Come neolaureato in Psicologia svolsi il tirocinio in un ospedale per anziani, dovevo intervistarli per un pomposo progetto intitolato “Il benessere psicologico nella terza età”. Quante cazzate. A ripensarci, all’epoca dovevo essere il tipico dottorino appena uscito dall’Università “so-tutto-io”. Odiosissimo.
Però non me ne accorgevo perché tutti i vecchietti quando mi vedevano mi facevano grandi sorrisi e complimenti: “come è bravo!”, “che bella voce che ha, Dottore!”, “Oggi è elegantissimo!”. E io ero così tonto che ci credevo e cascavo (oddio, ci casco ancora oggi, ma questa è un’altra storia).

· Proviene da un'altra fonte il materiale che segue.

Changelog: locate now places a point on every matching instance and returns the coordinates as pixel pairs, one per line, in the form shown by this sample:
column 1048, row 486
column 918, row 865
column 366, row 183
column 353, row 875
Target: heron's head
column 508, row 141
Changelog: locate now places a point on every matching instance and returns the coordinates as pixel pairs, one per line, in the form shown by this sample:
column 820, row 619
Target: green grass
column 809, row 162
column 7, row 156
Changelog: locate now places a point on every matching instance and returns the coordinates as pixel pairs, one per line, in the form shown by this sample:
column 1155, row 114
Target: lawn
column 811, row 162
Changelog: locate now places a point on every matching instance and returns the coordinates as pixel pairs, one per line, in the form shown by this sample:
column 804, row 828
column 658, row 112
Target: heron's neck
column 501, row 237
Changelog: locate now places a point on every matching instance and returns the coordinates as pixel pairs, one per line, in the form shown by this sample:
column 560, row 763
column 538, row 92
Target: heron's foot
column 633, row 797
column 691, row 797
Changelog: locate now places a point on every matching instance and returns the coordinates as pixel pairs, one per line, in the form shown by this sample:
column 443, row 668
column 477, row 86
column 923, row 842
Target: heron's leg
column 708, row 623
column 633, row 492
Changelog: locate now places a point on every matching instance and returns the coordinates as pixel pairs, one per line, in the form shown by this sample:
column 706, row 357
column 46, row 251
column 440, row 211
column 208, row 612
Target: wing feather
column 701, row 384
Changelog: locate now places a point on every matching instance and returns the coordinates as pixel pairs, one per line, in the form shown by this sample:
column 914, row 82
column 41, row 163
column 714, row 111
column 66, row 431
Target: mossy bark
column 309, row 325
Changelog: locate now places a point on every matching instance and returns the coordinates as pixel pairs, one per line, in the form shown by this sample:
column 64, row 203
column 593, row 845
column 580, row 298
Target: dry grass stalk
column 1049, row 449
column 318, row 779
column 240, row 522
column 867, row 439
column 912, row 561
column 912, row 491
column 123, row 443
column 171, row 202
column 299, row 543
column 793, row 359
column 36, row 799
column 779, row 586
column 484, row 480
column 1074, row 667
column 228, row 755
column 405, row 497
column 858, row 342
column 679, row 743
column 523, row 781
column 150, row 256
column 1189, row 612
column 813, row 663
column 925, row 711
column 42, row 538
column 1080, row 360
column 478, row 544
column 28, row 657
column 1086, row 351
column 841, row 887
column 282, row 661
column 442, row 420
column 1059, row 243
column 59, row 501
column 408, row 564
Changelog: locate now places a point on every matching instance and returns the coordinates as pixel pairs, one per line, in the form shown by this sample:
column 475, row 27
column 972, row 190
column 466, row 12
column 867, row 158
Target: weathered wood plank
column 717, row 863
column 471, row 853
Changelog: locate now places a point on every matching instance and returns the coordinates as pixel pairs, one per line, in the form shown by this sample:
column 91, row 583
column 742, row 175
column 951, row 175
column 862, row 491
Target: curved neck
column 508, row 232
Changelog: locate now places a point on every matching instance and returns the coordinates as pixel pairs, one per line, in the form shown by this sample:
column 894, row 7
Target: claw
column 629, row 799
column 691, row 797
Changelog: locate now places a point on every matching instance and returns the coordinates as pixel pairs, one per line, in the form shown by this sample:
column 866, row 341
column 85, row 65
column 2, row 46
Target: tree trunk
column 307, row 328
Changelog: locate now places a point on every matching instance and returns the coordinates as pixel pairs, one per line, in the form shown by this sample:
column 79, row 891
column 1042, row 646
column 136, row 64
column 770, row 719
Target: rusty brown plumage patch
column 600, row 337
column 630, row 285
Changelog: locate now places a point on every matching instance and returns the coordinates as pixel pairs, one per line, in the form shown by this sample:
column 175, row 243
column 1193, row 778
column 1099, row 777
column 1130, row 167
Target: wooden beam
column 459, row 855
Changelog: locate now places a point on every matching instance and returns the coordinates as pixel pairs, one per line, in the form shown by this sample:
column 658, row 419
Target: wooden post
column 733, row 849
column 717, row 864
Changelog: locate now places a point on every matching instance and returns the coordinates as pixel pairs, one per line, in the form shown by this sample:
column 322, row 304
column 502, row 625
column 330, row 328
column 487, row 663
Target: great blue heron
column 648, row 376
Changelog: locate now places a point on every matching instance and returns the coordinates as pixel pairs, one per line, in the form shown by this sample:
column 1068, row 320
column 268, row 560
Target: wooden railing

In uno dei primi incarichi mi mandarono nel reparto dei malati di Alzheimer e demenza senile per delle interviste. Mi recai dalla malata conciata meno, una signora che mi accolse sdraiata a letto e con cui si poteva ancora parlare anche se talvolta biascicava.
Stranamente mi ricordo bene il colore azzurro della vestaglia, in tinta con un mazzo di fiori sul comodino. Questo è quello che ricordo del dialogo di tanti anni fa.

“Belli questi fiori, signora.”
“Me li ha portati ieri mia nuora. Li ho tenuti anche se gli infermieri non vogliono fiori in reparto.”
“Eh sì, portano batteri.”
“Non ha importanza. Io li voglio qui vicino a me. Ogni tanto questa notte quando ero sveglia li guardavo e piangevo.”
“Lei piange spesso?”
“Ogni notte mi faccio la mia bella piangiutina. Poi sento gli uccellini la mattina e capisco che è arrivato un nuovo giorno.”
“E fa fatica a dormire?”
“Ormai più che 2 o 3 ore per notte non riesco. Dico le preghiere ma spesso cado in uno stato di malinconia che dura ore. Mi sento stanca anche se non ho fatto niente.”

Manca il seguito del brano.